Practical Takeaways for Active Traders
The rule set covered above is the official policy. The day to day reality of trading at TradeDay comes down to a handful of habits that protect the account from avoidable losses and keep payout cycles moving without friction.
Daily routine that protects the account
- Review the previous session's trades against the rule set before opening any new positions.
- Confirm the running drawdown level in the dashboard before the first trade of the day.
- Set a personal daily stop that sits comfortably above the platform enforced daily loss limit.
- Place a calendar reminder for any rule that operates on a 30 day or 60 day cycle.
- Document any payout cycle decisions in a personal trade journal for review at month end.
Weekly maintenance checklist
- Reconcile the platform's running profit total with your own journal.
- Confirm that all open positions match the position size limits for the current phase.
- Check the firm's news feed for any rule updates that may have shipped during the week.
- Plan the trading days for the coming week against any consistency or minimum days rule.
- Audit the percent of total cycle profit that has come from the single biggest day so far.
Common Mistakes To Avoid
Traders who lose accounts at TradeDay usually breach the same handful of rules.
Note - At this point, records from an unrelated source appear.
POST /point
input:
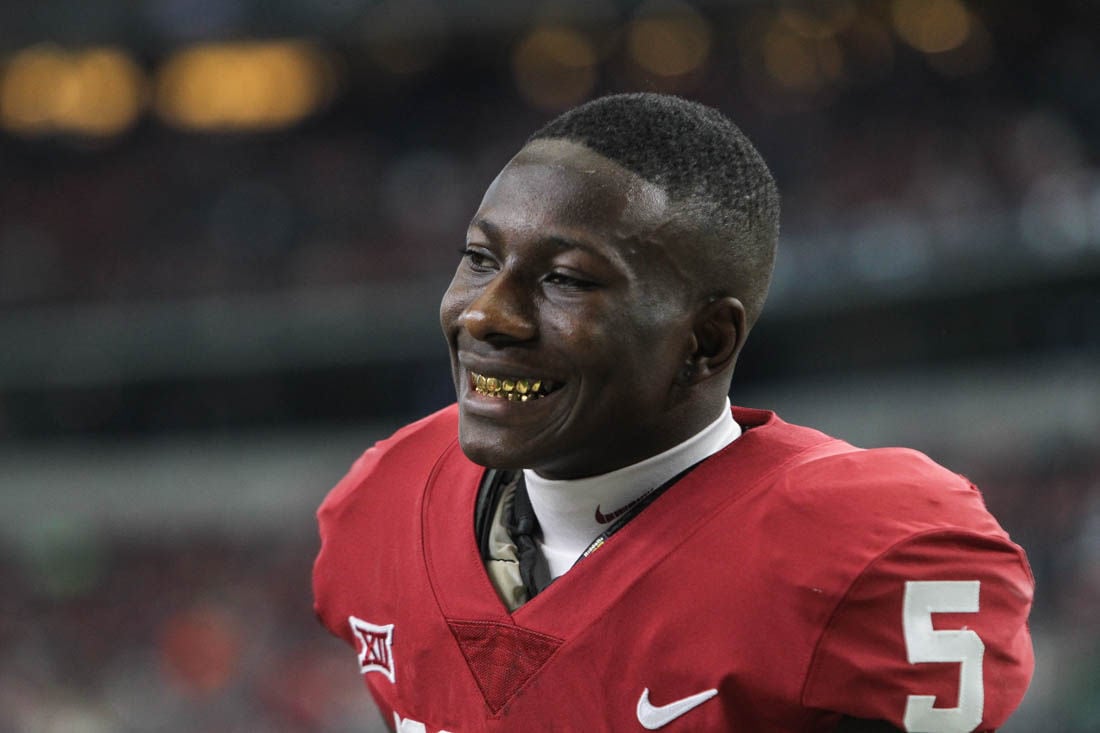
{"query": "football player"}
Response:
(594, 539)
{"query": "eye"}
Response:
(477, 260)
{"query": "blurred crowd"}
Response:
(903, 175)
(895, 172)
(216, 633)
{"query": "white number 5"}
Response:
(925, 644)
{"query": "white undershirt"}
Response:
(567, 510)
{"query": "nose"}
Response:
(502, 312)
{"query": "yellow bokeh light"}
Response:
(669, 40)
(554, 67)
(932, 25)
(242, 86)
(97, 91)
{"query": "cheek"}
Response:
(451, 306)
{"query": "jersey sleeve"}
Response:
(932, 636)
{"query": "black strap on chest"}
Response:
(523, 525)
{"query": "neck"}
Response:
(574, 512)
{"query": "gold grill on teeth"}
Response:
(515, 390)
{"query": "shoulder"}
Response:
(407, 455)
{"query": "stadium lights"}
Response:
(243, 86)
(554, 67)
(46, 89)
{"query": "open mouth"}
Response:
(513, 389)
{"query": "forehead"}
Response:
(558, 187)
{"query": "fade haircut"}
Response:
(716, 181)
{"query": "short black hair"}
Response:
(713, 175)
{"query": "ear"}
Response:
(717, 336)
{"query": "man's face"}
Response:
(568, 318)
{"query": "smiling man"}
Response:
(593, 539)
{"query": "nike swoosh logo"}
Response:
(606, 518)
(652, 717)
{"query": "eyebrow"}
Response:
(494, 233)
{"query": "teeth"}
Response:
(514, 390)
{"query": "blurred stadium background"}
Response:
(224, 227)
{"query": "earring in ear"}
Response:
(688, 371)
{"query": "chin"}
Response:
(491, 455)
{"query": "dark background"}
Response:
(226, 225)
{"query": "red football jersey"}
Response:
(785, 581)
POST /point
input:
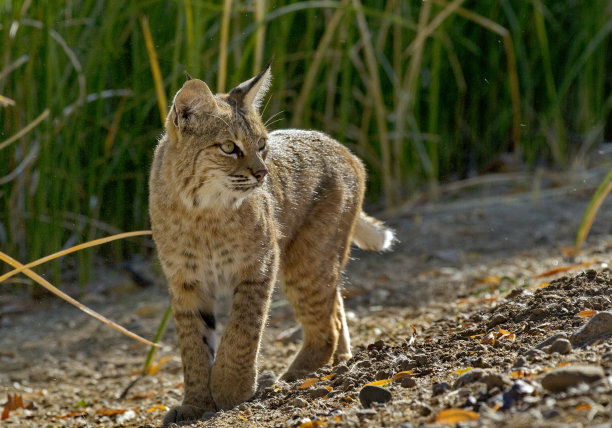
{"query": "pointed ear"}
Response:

The list below captures the patterns that show up most often in community forums and support tickets.
- Ignoring the running drawdown level and pushing position size on a hot streak.
- Trading through tier one economic releases without a buffered stop.
- Concentrating an entire cycle's profit on a single explosive day.
- Skipping the dashboard rule version check after a published policy update.
- Treating the activation fee or other one off costs as optional rather than mandatory.
- Switching strategies mid cycle without re testing the rule fit.
How To Read The Fine Print
Prop firm rule documents are short for a reason. They are written to define the boundaries of acceptable trading, not to teach a strategy. Reading them with the right lens matters.
Three lenses for a clean read
- The breach lens: which sentences describe a trigger that closes the account.
- The payout lens: which sentences describe a trigger that withholds or voids a withdrawal.
- The grandfathering lens: which sentences describe a rule that applies only to legacy accounts.
Reading TradeDay's policy through these three lenses surfaces the rules that actually matter on a day to day basis and pushes the cosmetic clauses to the background where they belong.
Risk Management Habits That Travel Across Firms
The rules at any single prop firm matter, but the habits that keep an account healthy are largely the same everywhere. A trader who builds the right routine at one firm carries it cleanly into the next.